From a base in Rye, New York, since 1990 Spaeth has provided identity planning and creative counsel to scores of clients in diverse categories. He is credited with such corporate brands as Dow Jones, Eastman Chemical, Celera Genomics, Flowserve, Commonfund, FIRST Robotics and Outward Bound USA.

From 1998, on his website Identityworks.com - a service of Tony Spaeth / Identity (now discontinued), Spaeth reviewed noteworthy new identities of strategic or creative interest, with appropriate credit to chief executives and designers alike.

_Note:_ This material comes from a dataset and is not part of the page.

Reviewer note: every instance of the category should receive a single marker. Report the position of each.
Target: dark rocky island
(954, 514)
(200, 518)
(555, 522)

The site also provided a variety of analytic and planning tools for branding and design students worldwide, and contained Identity Forum, where a global panel of leading thinkers and practitioners addressed identity issues.

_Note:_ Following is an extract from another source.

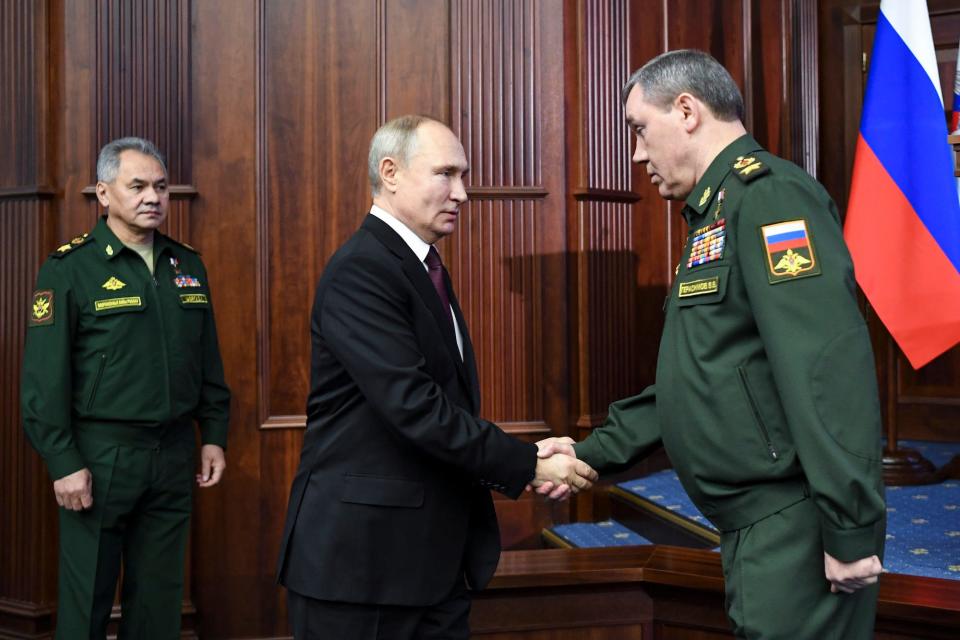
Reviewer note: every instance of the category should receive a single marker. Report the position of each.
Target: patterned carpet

Spaeth's annual rebrandings overview in The Conference Board Review magazine provided a significant record covering more than two decades of Corporate Identity change:

"Some corporate brands evolve. Others sicken—of neglect, or inertia, or fear of change—decline, and can ultimately die. And when an identity begins to sicken, its effect can be systemic, like gangrene. The symptoms are conflicted managers, confused customers, and demoralized employees. An identity review is called for. Obviously, rebrandings are almost never the whole cure. There are substantive medicines too—restructurings, reorganizations, even new leaders—and more often than not, the rebranding event merely plays catch-up, expressing such substantive changes in hope that public image (and market valuation) will keep pace with them." (Tony Spaeth - Brand Evolution - The Conference Board, 2009)

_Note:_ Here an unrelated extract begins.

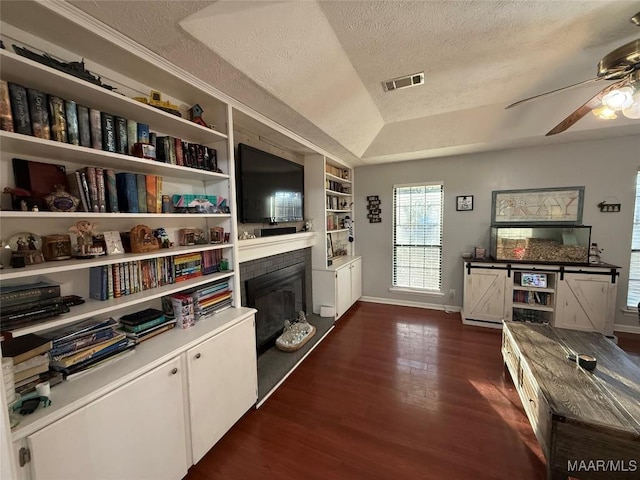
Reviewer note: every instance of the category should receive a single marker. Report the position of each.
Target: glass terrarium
(545, 244)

"A downturn can represent an opportune time to rebrand. In a time of turmoil, companies find themselves rethinking their customer base, their lines of business, their very identity. Some retreat to focus on their core competencies; others look to expand by snapping up troubled competitors. You’d think more would publicize their shifts with new logos and identities, particularly when newspapers and TV stations are practically giving away ad pages and commercial slots. And indeed, some companies did launch rebrandings in 2009. Several are worth studying for their strategic interest, excellent execution, and perhaps for their courage. But for my friends in the identity business—and also, I would argue, for a fluid and dynamic economy—the less-good news is that these brave companies are the exceptions. Nobody is keeping score, but far fewer companies appear to have rebranded in 2009 than in any of the post-2001 recession years, which themselves were sharply down from the “brand is hot” 1990s." (Tony Spaeth - The Identity Recession - The Conference Board, 2010)

==Death==
Spaeth died at his home in Rye, New York, on January 13, 2021, at the age of 86.